PUBLISHED: 14:57 15 January 2008 | UPDATED: 19:26 05 July 2010

Hundreds of families caring for disabled children across East Anglia will now be able to enjoy a well-earned break as part of a £370m government initiative.

Hundreds of families caring for disabled children across East Anglia will now be able to enjoy a well-earned break as part of a £370m government initiative.

Norfolk and Suffolk county councils are among 21 local authorities handed a slice of the cash as part of a joint three- year funding announcement from education and care services ministers Andrew Adonis and Ivan Lewis.

The two authorities will get about £7m each.

The investment means many more disabled children will be able to take part in new and valuable experiences away from their parents and carers, while those looking after them will have the chance to enjoy a well-earned break from caring.

Breaks will vary in length from just a few hours to a weekend or week, with disabled children and young people being cared for in their own home or given opportunities to access activities and places in the wider community.

Anna Gill, a parent representative on the Norfolk Disabled Children's Strategy Group, the umbrella body which helped put together the county's bid, said the money would bring respite to hundreds of families.
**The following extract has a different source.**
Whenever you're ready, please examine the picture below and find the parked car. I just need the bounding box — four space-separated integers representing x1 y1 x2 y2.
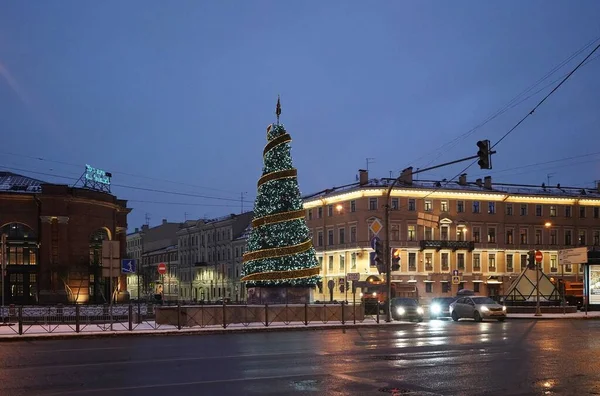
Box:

“These breaks are brilliant for the families and brilliant for the children because it's a wonderful opportunity for them,” she said. “This is going to make a very noticeable difference.”

Stuart Marpole, Norfolk County Council service manager for special and additional needs, said the announcement was a major achieve-ment for the council and its partners, including Norfolk Primary Care Trust and Yarmouth and Waveney PCT.

“It is the culmination of a lot of hard work and not a little imagination and enterprise by the staff of these organisations who work with disabled children,” he said. “The funding that will come to Norfolk over the next couple of years will enable us to develop and expand short breaks services to better support disabled children and their families.

“There are already good services in place but we need to increase the quantity of provision, where necessary improve the quality, and overall expand the range and choice of short breaks services available.”

Patricia O'Brien, portfolio holder for children, schools and young people's services at Suffolk County Council, said: “This funding will give the council a chance to offer more children and young people a break and an opportunity to have a go at different activities. As well as this, short breaks can give those who care for children with severe needs the opportunity of a well-earned rest.”